Two weeks ago, during a Saviours' Day event to commemorate the life of Nation of Islam founder Master Fard Muhammad, Louis Farrakhan had some things to say about Jews. The "powerful Jews," he told the audience inside Wintrust Arena in Chicago, "are my enemy." The Jews are also "responsible for all of this filth and degenerate behavior that Hollywood is putting out turning men into women and women into men" — that is, for the existence of transgender people, which Farrakhan apparently views as a pressing moral concern. He issued a warning to a subset of the Jewish community — "Farrakhan has pulled the cover off the eyes of the Satanic Jew and I'm here to say your time is up, your world is through. You good Jews better separate because the satanic ones will take you to hell with them because that's where they are headed."

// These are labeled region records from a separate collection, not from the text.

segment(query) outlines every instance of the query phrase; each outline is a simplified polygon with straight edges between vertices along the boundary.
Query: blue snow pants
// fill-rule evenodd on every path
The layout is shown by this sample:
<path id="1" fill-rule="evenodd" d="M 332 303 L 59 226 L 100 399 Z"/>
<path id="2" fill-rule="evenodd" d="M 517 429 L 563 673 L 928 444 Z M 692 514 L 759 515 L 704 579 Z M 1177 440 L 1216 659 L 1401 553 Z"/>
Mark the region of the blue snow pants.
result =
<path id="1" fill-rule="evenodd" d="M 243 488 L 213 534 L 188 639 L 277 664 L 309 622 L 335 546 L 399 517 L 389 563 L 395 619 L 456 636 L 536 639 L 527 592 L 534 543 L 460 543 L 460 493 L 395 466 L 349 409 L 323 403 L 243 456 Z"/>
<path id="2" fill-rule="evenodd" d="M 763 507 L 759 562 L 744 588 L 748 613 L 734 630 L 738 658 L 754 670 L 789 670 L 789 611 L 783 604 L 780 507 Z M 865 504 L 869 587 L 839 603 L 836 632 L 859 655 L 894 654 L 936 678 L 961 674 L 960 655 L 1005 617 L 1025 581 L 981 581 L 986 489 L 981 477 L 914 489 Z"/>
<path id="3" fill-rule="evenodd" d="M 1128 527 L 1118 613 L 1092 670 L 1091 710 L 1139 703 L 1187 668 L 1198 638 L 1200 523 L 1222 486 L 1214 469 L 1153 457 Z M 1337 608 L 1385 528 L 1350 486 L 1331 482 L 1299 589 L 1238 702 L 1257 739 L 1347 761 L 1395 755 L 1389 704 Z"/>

Under normal circumstances, sadly, none of this would come as a surprise. As the Anti-Defamation League and plenty of other organizations have amply documented, Farrakhan has been a
hardened anti-Semite — not to mention a committed enemy of LGBT rights — for a long time, and the broader Nation of Islam movement has a longstanding problem with anti-Semitism (as the
ADL noted, Farrakhan was not the only speaker to make wildly offensive remarks about Jews that day). This is a man who has
described Adolf Hitler as a "very great man."